Tourguenef raconte ensuite cette lecture publique du Reviseur où il assista : ce fut une scène lamentable. La plupart des acteurs à qui était destinée la lecture n’avaient point même daigné y venir. Le malheureux Gogol s’était pourtant mis en devoir de lire sa comédie ; mais on n’écoutait pas, de jeunes journalistes entraient et sortaient en parlant très haut ; Tourguenef s’en alla navré. Quelques mois après, Gogol était mort.


II

Personne plus que Tourguenef n’était tenu à l’indulgence envers son maître Gogol ; car il lui était arrivé, à lui aussi, d’être traité de renégat, et de se voir abandonné de ceux qu’il avait crus ses plus fidèles admirateurs. Qu’avait-il fait ? Comme Gogol, il avait changé d’opinion, ou plutôt il avait simplement complété de quelques traits nouveaux l’expression de son opinion ancienne, et ces quelques traits avaient suffi pour la faire paraître tout autre. Il semblerait que ces grands écrivains slaves aient eu ainsi des âmes à facettes, et qu’une infirmité naturelle les ait condamnés à ne montrer que l’un après l’autre les divers aspects de leur vision du monde. Aucun d’eux, ni Gogol, ni Tourguenef, ni Tolstoï, ne se sont jamais contredits : on trouverait en germe dans leurs premiers écrits les mêmes idées que plus tard ils ont développées ; mais leur pensée était si complexe, faite d’impressions si variées, qu’il leur a toujours été impossible de l’exprimer tout entière.

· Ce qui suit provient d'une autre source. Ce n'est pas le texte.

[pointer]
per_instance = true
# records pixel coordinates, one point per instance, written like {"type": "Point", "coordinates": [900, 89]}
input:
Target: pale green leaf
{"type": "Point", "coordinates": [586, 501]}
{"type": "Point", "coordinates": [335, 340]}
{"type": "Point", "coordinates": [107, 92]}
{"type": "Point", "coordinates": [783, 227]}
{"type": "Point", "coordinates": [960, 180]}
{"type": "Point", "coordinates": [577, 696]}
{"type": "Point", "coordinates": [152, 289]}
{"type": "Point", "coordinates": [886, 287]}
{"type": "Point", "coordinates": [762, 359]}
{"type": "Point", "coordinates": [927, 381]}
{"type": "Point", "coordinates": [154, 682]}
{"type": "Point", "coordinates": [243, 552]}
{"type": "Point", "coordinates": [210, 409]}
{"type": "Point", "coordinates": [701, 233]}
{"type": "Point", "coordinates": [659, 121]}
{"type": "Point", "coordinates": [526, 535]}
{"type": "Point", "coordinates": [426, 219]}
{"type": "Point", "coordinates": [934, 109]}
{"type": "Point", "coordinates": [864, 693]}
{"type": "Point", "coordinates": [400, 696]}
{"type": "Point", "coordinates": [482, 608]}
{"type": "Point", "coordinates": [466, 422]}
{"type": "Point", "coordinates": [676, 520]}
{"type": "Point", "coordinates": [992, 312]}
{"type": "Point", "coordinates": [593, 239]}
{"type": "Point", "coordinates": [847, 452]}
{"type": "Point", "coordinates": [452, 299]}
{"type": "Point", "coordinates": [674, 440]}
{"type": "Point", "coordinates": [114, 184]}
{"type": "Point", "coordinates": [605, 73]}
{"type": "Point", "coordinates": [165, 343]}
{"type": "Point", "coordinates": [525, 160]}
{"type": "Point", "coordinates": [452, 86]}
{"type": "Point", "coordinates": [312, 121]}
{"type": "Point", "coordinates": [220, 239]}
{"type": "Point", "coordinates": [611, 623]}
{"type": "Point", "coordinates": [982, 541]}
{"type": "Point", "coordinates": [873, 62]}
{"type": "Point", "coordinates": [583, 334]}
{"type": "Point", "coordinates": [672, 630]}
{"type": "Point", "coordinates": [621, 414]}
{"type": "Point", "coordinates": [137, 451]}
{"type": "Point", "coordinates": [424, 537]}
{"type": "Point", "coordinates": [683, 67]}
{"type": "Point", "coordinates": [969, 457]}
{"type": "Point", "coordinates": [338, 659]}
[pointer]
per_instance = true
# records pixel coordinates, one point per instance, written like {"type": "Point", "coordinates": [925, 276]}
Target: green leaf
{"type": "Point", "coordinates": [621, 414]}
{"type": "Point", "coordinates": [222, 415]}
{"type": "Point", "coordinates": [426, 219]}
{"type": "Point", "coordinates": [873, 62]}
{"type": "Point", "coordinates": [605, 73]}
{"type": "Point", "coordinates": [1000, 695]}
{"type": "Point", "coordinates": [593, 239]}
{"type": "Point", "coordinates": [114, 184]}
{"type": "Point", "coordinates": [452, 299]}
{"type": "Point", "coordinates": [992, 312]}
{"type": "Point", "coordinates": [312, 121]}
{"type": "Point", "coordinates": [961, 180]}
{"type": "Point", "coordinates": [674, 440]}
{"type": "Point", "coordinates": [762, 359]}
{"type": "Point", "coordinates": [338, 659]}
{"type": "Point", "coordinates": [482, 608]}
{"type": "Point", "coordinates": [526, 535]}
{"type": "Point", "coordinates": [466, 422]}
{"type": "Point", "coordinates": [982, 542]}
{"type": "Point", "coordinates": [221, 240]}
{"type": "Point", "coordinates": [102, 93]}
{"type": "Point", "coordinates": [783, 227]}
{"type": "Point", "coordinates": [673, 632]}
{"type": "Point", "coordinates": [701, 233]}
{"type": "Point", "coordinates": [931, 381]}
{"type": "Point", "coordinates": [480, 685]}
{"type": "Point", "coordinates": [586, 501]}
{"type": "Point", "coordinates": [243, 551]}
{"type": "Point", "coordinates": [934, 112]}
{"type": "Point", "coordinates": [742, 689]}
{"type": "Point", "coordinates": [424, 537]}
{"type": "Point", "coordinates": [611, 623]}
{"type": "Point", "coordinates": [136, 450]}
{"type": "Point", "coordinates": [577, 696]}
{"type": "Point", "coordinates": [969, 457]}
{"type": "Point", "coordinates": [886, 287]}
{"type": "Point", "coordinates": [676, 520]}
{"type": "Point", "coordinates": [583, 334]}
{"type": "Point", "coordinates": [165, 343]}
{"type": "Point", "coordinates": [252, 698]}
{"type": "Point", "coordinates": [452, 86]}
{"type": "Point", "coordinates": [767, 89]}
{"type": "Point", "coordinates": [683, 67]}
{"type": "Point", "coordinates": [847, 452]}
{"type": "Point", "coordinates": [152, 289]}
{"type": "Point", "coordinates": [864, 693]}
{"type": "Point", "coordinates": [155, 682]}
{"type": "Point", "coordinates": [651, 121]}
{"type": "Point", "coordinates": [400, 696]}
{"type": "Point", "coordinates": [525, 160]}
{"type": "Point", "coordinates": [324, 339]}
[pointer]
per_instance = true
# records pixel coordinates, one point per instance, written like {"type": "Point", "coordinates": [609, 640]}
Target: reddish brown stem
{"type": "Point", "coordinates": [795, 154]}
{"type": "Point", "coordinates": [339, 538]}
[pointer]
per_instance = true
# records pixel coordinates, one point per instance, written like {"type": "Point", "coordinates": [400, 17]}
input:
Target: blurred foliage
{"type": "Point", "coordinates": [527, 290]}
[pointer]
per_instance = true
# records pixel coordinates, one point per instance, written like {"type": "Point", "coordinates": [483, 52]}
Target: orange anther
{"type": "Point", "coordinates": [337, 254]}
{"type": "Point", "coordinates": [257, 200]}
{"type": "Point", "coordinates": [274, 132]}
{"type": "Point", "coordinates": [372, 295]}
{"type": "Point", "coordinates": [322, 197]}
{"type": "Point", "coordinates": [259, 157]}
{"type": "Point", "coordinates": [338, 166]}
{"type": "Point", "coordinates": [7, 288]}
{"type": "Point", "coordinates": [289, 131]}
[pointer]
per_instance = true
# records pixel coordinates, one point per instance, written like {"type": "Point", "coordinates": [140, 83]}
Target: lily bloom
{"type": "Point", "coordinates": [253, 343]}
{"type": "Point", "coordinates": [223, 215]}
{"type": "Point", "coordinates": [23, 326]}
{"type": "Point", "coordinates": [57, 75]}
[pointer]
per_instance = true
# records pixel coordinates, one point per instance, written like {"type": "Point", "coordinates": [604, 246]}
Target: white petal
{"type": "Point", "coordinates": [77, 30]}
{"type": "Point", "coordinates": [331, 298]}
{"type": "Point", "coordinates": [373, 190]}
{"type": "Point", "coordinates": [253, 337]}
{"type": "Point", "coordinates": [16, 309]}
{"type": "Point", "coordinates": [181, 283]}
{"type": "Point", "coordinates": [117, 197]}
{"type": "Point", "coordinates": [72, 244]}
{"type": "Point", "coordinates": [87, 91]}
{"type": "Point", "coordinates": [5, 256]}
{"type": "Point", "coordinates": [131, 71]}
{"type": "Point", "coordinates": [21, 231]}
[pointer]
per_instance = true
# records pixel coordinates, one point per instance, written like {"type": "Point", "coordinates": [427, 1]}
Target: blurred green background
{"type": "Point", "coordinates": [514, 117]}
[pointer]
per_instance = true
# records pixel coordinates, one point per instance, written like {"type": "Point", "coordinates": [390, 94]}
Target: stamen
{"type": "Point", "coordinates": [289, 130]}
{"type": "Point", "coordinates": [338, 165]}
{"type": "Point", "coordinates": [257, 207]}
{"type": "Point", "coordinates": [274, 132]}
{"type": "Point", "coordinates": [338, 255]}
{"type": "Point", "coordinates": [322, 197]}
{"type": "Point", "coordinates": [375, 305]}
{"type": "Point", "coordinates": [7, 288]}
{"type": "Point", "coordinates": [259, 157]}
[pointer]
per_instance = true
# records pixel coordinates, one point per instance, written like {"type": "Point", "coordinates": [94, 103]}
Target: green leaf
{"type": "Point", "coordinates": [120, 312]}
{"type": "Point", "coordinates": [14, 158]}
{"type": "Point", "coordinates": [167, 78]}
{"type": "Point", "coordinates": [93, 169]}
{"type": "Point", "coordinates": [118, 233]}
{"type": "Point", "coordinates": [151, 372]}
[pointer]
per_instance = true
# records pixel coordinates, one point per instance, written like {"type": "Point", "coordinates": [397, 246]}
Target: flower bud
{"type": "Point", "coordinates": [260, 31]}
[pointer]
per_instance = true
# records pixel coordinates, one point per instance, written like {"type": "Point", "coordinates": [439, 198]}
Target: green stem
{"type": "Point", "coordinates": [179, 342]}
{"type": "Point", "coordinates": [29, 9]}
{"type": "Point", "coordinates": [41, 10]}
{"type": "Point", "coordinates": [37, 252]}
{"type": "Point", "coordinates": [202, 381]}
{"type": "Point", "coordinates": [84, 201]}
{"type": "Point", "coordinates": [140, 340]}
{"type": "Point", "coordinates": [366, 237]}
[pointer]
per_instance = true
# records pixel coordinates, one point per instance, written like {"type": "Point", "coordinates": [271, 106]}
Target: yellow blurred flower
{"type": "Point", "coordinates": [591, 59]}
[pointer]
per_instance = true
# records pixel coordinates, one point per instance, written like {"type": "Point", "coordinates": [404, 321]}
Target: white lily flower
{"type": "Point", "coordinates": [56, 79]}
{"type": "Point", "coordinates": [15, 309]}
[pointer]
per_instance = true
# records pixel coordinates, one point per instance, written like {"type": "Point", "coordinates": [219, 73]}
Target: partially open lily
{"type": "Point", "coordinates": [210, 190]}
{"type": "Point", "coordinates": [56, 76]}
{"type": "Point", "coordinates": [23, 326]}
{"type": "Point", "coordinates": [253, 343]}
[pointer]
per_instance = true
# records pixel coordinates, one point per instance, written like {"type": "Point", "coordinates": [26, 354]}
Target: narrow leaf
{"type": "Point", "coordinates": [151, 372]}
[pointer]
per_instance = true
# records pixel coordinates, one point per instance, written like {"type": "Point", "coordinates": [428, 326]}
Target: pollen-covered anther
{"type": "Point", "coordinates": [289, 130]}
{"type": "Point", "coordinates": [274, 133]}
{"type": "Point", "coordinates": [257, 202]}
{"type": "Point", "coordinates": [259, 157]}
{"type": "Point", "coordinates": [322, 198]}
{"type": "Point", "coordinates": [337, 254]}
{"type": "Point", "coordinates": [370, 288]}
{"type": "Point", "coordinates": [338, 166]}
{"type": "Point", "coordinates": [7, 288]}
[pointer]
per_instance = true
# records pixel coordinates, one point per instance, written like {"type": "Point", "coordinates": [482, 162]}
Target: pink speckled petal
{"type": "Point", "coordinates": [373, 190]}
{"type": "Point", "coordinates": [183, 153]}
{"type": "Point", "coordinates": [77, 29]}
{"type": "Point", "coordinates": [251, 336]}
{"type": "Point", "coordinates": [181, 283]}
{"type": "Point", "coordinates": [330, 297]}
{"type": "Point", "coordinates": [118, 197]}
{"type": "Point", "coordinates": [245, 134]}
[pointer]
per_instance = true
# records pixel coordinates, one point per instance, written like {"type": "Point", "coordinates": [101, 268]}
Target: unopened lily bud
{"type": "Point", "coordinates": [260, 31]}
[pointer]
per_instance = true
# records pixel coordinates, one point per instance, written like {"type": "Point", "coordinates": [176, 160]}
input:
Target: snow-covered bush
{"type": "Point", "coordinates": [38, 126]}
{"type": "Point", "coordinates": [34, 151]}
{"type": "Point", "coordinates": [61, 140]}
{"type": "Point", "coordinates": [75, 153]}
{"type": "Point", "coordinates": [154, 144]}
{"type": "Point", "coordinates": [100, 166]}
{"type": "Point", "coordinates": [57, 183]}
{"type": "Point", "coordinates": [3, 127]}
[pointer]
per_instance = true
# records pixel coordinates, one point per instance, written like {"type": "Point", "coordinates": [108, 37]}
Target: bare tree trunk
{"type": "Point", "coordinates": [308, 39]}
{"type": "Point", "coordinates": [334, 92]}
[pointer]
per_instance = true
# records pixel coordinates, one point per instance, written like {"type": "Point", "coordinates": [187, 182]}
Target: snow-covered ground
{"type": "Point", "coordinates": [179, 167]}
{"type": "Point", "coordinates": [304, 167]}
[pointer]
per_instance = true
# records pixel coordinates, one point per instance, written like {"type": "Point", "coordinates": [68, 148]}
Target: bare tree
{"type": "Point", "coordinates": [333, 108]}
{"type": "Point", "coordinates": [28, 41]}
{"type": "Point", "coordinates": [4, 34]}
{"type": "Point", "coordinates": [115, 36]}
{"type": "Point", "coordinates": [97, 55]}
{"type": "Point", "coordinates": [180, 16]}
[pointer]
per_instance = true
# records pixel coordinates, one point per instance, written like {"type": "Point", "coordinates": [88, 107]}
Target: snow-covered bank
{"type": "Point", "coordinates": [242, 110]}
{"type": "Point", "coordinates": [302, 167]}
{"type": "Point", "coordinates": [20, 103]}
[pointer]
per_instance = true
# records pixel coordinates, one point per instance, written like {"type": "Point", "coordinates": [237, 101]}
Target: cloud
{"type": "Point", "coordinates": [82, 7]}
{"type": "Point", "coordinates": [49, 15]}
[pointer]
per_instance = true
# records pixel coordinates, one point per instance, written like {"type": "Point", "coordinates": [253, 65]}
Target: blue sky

D’autant plus dure a dû leur paraître l’hostilité de leurs anciens amis. On vient de voir combien en souffrait Gogol : Tourguenef, lui aussi, l’a très vivement ressentie. Jusqu’à ses dernières années, il s’est souvenu de l’accueil qu’on avait fait en Russie à son Bazarof : tantôt il s’est défendu, d’autres fois la colère l’a porté à de nouvelles attaques.